Solutions Oil giant BP has acknowledged its absolute responsibility for cleaning up a huge oil spill after the explosion of its well. Emergency teams are using several methods in attempts to deal with the huge spreading oil at the surface, which has created a slick covering about 2,000 square miles. More than 275 vessels, including, skimmer ships, tugs, recovery vessels, floating containment booms, anchored barriers, sand-filled barricades along shorelines, and dispersants were used in an attempt to protect hundreds of miles of beaches and wetlands. A giant concrete-and-steel funnel has been placed over a blown-out oil well at the bottom of the Gulf of Mexico so that the oil leak can be contained
Also, another company was contracted to drill the well and dispersant chemicals were used down at the leak site as well as on the surface to deal with that problem.
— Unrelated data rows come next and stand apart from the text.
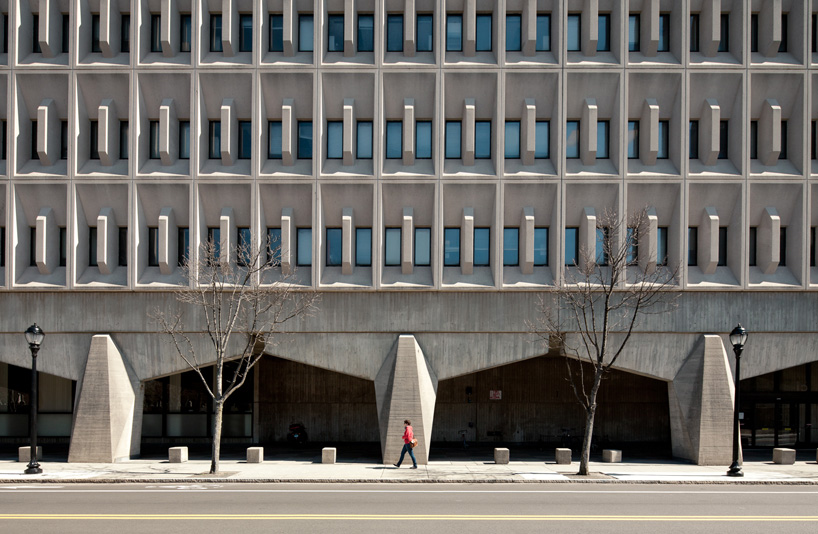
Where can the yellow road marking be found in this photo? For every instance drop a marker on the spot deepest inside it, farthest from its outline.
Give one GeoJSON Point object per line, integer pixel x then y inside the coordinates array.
{"type": "Point", "coordinates": [404, 517]}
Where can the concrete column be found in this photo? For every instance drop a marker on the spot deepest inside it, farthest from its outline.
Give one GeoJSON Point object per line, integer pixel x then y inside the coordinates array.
{"type": "Point", "coordinates": [347, 242]}
{"type": "Point", "coordinates": [108, 132]}
{"type": "Point", "coordinates": [47, 247]}
{"type": "Point", "coordinates": [467, 242]}
{"type": "Point", "coordinates": [467, 131]}
{"type": "Point", "coordinates": [587, 131]}
{"type": "Point", "coordinates": [709, 132]}
{"type": "Point", "coordinates": [168, 241]}
{"type": "Point", "coordinates": [527, 241]}
{"type": "Point", "coordinates": [768, 241]}
{"type": "Point", "coordinates": [48, 132]}
{"type": "Point", "coordinates": [107, 241]}
{"type": "Point", "coordinates": [769, 132]}
{"type": "Point", "coordinates": [708, 241]}
{"type": "Point", "coordinates": [590, 27]}
{"type": "Point", "coordinates": [701, 405]}
{"type": "Point", "coordinates": [405, 388]}
{"type": "Point", "coordinates": [649, 132]}
{"type": "Point", "coordinates": [230, 132]}
{"type": "Point", "coordinates": [528, 131]}
{"type": "Point", "coordinates": [407, 241]}
{"type": "Point", "coordinates": [168, 132]}
{"type": "Point", "coordinates": [408, 131]}
{"type": "Point", "coordinates": [108, 416]}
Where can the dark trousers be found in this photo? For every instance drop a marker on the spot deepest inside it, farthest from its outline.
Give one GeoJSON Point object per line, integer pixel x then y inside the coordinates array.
{"type": "Point", "coordinates": [407, 447]}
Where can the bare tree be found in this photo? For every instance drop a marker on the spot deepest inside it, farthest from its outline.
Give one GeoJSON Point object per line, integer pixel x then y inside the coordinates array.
{"type": "Point", "coordinates": [591, 316]}
{"type": "Point", "coordinates": [238, 300]}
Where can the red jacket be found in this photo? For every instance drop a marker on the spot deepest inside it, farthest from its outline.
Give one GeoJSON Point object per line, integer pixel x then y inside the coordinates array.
{"type": "Point", "coordinates": [408, 434]}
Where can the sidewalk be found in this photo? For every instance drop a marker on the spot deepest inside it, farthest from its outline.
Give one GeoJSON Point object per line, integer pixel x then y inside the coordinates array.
{"type": "Point", "coordinates": [307, 469]}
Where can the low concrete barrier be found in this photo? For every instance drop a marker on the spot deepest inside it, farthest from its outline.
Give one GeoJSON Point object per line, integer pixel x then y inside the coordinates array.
{"type": "Point", "coordinates": [177, 455]}
{"type": "Point", "coordinates": [255, 455]}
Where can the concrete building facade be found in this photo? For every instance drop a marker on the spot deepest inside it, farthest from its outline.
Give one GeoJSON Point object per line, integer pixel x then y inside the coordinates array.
{"type": "Point", "coordinates": [431, 167]}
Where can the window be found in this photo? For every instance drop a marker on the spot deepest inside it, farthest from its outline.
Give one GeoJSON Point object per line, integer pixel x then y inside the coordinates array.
{"type": "Point", "coordinates": [215, 140]}
{"type": "Point", "coordinates": [602, 138]}
{"type": "Point", "coordinates": [423, 139]}
{"type": "Point", "coordinates": [304, 139]}
{"type": "Point", "coordinates": [92, 246]}
{"type": "Point", "coordinates": [305, 33]}
{"type": "Point", "coordinates": [274, 140]}
{"type": "Point", "coordinates": [572, 139]}
{"type": "Point", "coordinates": [423, 247]}
{"type": "Point", "coordinates": [276, 33]}
{"type": "Point", "coordinates": [154, 140]}
{"type": "Point", "coordinates": [394, 139]}
{"type": "Point", "coordinates": [363, 247]}
{"type": "Point", "coordinates": [542, 136]}
{"type": "Point", "coordinates": [723, 139]}
{"type": "Point", "coordinates": [366, 33]}
{"type": "Point", "coordinates": [452, 139]}
{"type": "Point", "coordinates": [94, 140]}
{"type": "Point", "coordinates": [603, 43]}
{"type": "Point", "coordinates": [482, 139]}
{"type": "Point", "coordinates": [304, 255]}
{"type": "Point", "coordinates": [394, 33]}
{"type": "Point", "coordinates": [451, 247]}
{"type": "Point", "coordinates": [184, 139]}
{"type": "Point", "coordinates": [245, 139]}
{"type": "Point", "coordinates": [511, 246]}
{"type": "Point", "coordinates": [664, 33]}
{"type": "Point", "coordinates": [153, 246]}
{"type": "Point", "coordinates": [184, 32]}
{"type": "Point", "coordinates": [571, 246]}
{"type": "Point", "coordinates": [156, 33]}
{"type": "Point", "coordinates": [335, 33]}
{"type": "Point", "coordinates": [425, 33]}
{"type": "Point", "coordinates": [483, 43]}
{"type": "Point", "coordinates": [216, 33]}
{"type": "Point", "coordinates": [182, 246]}
{"type": "Point", "coordinates": [633, 139]}
{"type": "Point", "coordinates": [694, 139]}
{"type": "Point", "coordinates": [633, 32]}
{"type": "Point", "coordinates": [95, 47]}
{"type": "Point", "coordinates": [514, 32]}
{"type": "Point", "coordinates": [454, 33]}
{"type": "Point", "coordinates": [245, 33]}
{"type": "Point", "coordinates": [334, 244]}
{"type": "Point", "coordinates": [363, 142]}
{"type": "Point", "coordinates": [392, 246]}
{"type": "Point", "coordinates": [512, 140]}
{"type": "Point", "coordinates": [543, 33]}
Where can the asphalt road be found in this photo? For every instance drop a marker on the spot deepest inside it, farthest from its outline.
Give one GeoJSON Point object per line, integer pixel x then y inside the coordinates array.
{"type": "Point", "coordinates": [413, 508]}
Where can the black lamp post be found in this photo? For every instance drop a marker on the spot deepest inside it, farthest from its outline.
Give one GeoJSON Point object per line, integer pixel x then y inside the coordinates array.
{"type": "Point", "coordinates": [34, 337]}
{"type": "Point", "coordinates": [738, 337]}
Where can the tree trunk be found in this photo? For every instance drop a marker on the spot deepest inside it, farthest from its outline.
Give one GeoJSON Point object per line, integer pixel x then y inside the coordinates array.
{"type": "Point", "coordinates": [217, 436]}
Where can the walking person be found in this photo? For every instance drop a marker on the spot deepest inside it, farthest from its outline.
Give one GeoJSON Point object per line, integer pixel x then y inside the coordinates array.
{"type": "Point", "coordinates": [408, 436]}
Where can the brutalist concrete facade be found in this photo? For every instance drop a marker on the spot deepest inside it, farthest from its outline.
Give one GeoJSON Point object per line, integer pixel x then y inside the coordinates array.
{"type": "Point", "coordinates": [110, 110]}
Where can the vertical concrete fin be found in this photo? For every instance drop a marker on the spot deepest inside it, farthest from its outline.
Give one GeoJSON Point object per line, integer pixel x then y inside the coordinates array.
{"type": "Point", "coordinates": [108, 411]}
{"type": "Point", "coordinates": [405, 388]}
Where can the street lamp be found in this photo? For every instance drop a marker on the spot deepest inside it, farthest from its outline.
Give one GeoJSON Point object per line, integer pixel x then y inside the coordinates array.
{"type": "Point", "coordinates": [738, 337]}
{"type": "Point", "coordinates": [34, 337]}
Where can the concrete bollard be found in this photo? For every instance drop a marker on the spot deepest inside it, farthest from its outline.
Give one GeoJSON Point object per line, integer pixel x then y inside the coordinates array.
{"type": "Point", "coordinates": [177, 455]}
{"type": "Point", "coordinates": [783, 456]}
{"type": "Point", "coordinates": [563, 456]}
{"type": "Point", "coordinates": [255, 455]}
{"type": "Point", "coordinates": [24, 453]}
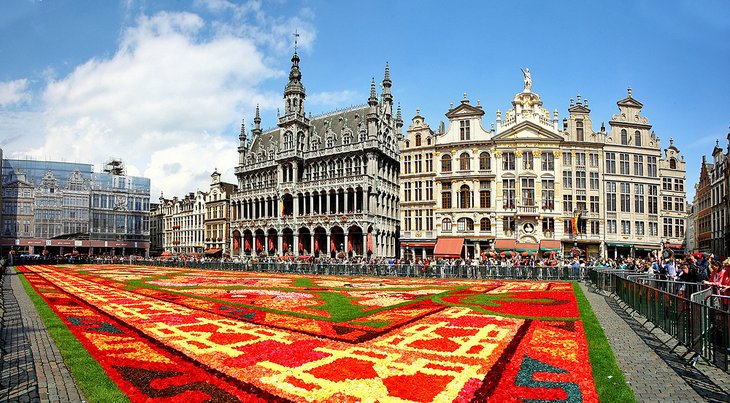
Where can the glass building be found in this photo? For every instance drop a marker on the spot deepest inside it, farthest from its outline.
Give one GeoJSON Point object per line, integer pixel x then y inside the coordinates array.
{"type": "Point", "coordinates": [52, 207]}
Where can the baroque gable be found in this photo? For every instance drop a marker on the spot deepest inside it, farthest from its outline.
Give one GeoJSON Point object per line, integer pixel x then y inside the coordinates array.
{"type": "Point", "coordinates": [527, 130]}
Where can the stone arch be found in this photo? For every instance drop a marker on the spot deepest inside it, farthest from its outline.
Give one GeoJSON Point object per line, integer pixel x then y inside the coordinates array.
{"type": "Point", "coordinates": [319, 246]}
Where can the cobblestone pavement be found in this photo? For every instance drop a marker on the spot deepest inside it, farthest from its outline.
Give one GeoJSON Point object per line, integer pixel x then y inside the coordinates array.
{"type": "Point", "coordinates": [32, 367]}
{"type": "Point", "coordinates": [652, 366]}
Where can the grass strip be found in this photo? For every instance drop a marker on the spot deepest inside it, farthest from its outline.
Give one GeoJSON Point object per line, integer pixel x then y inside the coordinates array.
{"type": "Point", "coordinates": [89, 375]}
{"type": "Point", "coordinates": [610, 383]}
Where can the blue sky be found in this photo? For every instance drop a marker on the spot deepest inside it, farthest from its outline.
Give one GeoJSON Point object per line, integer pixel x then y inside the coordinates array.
{"type": "Point", "coordinates": [164, 84]}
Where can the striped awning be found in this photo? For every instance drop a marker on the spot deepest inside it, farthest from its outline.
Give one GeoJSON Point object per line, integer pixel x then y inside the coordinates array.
{"type": "Point", "coordinates": [505, 244]}
{"type": "Point", "coordinates": [448, 247]}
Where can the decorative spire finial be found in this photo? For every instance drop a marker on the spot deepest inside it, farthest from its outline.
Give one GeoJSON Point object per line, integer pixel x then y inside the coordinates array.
{"type": "Point", "coordinates": [373, 100]}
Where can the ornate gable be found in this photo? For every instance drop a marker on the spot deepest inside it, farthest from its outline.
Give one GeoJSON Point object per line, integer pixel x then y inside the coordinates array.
{"type": "Point", "coordinates": [464, 110]}
{"type": "Point", "coordinates": [528, 130]}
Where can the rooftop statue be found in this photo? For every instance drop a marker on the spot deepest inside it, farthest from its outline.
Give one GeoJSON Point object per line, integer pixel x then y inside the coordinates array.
{"type": "Point", "coordinates": [528, 78]}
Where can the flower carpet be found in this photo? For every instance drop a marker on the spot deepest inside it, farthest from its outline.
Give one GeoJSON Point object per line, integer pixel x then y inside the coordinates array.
{"type": "Point", "coordinates": [176, 334]}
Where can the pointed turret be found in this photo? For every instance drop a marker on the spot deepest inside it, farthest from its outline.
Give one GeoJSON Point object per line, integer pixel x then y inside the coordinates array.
{"type": "Point", "coordinates": [387, 96]}
{"type": "Point", "coordinates": [373, 100]}
{"type": "Point", "coordinates": [257, 122]}
{"type": "Point", "coordinates": [242, 134]}
{"type": "Point", "coordinates": [294, 92]}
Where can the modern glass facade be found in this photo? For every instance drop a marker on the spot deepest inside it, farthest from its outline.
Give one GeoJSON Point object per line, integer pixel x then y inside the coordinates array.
{"type": "Point", "coordinates": [61, 207]}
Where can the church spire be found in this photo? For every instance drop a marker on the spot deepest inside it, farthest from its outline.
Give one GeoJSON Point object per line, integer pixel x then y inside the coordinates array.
{"type": "Point", "coordinates": [387, 96]}
{"type": "Point", "coordinates": [373, 100]}
{"type": "Point", "coordinates": [294, 92]}
{"type": "Point", "coordinates": [242, 135]}
{"type": "Point", "coordinates": [257, 122]}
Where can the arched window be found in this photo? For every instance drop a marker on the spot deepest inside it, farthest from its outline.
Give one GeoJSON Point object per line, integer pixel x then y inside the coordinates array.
{"type": "Point", "coordinates": [464, 162]}
{"type": "Point", "coordinates": [348, 167]}
{"type": "Point", "coordinates": [339, 168]}
{"type": "Point", "coordinates": [465, 225]}
{"type": "Point", "coordinates": [579, 130]}
{"type": "Point", "coordinates": [446, 225]}
{"type": "Point", "coordinates": [357, 165]}
{"type": "Point", "coordinates": [485, 162]}
{"type": "Point", "coordinates": [485, 225]}
{"type": "Point", "coordinates": [464, 196]}
{"type": "Point", "coordinates": [446, 163]}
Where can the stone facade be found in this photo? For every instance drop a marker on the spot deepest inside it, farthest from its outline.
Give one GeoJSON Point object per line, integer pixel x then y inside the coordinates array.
{"type": "Point", "coordinates": [528, 183]}
{"type": "Point", "coordinates": [323, 186]}
{"type": "Point", "coordinates": [183, 224]}
{"type": "Point", "coordinates": [712, 201]}
{"type": "Point", "coordinates": [217, 219]}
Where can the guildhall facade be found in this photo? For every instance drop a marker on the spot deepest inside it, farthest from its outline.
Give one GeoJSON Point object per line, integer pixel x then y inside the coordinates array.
{"type": "Point", "coordinates": [321, 186]}
{"type": "Point", "coordinates": [531, 183]}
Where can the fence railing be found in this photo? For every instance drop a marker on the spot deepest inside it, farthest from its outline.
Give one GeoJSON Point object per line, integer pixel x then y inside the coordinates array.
{"type": "Point", "coordinates": [689, 312]}
{"type": "Point", "coordinates": [566, 273]}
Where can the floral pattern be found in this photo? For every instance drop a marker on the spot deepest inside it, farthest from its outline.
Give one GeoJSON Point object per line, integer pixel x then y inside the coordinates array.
{"type": "Point", "coordinates": [188, 334]}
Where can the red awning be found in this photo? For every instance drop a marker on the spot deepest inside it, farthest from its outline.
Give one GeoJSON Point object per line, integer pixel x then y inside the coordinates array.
{"type": "Point", "coordinates": [505, 244]}
{"type": "Point", "coordinates": [550, 245]}
{"type": "Point", "coordinates": [527, 247]}
{"type": "Point", "coordinates": [448, 247]}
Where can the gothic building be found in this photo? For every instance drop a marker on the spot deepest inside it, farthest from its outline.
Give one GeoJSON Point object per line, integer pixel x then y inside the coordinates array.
{"type": "Point", "coordinates": [712, 203]}
{"type": "Point", "coordinates": [529, 184]}
{"type": "Point", "coordinates": [322, 186]}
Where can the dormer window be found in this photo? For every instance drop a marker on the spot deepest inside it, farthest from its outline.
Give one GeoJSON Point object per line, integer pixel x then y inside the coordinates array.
{"type": "Point", "coordinates": [579, 130]}
{"type": "Point", "coordinates": [288, 141]}
{"type": "Point", "coordinates": [464, 130]}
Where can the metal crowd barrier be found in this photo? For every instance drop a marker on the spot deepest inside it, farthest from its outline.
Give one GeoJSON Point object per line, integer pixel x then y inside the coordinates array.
{"type": "Point", "coordinates": [679, 309]}
{"type": "Point", "coordinates": [385, 269]}
{"type": "Point", "coordinates": [548, 273]}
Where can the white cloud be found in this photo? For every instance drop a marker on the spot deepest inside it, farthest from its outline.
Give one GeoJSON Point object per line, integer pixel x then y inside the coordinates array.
{"type": "Point", "coordinates": [14, 92]}
{"type": "Point", "coordinates": [155, 101]}
{"type": "Point", "coordinates": [334, 99]}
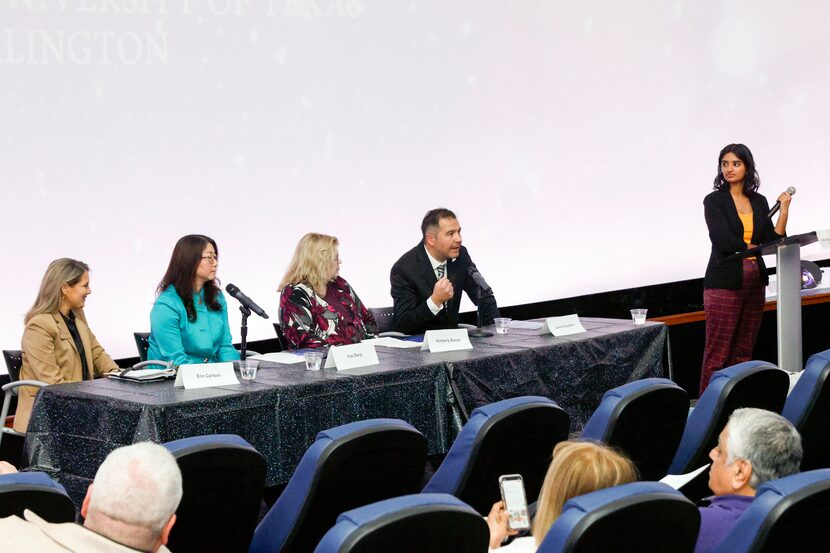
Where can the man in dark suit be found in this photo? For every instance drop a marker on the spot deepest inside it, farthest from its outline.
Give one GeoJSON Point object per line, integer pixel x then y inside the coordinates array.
{"type": "Point", "coordinates": [428, 279]}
These chemicals, rather like soap, are being sprayed from ships and aircraft in an effort to help break down the oil. Another method used to tackle oil spills is burning - although it can be tricky to carry out and has associated environmental risks such as toxic smoke. Both industry and government have also taken numerous steps to improve safety since the incident. Also, the federal government swiftly imposed new regulations on the offshore drilling industry after the spill.
In addition to these steps, an internal affairs unit to expose improper relationships between companies and regulators was established. It has vowed to improve inspections and has issued new rules for new drilling proposals that have to undergo more thorough environmental reviews to meet new safety standards that apply to all deep-water operations. Thus, a massive operation is under way in and around the Gulf of Mexico to halt the leak from a blown-out oil well, prevent the spread of the slick and clean its mess. All that clean up business had cost enormous amounts of money. Economically the financial scale of the disaster was revealed, with the US Government asking for at least $20 billion compensation from BP. This led to a dramatic drop in the share price of the company.
Thankfully, British Petroleum (BP) has finally capped the leaking well that has expelled millions of barrels of oil into the Gulf of Mexico. According to the BBC, a pressure test showed a cement plug put in place by BP to permanently "kill" the well was holding. Hopefully, this environmental disaster will be completely solved soon and life can go back to normal there. Oil is essential for modern life and it is the basis for petrochemicals industry.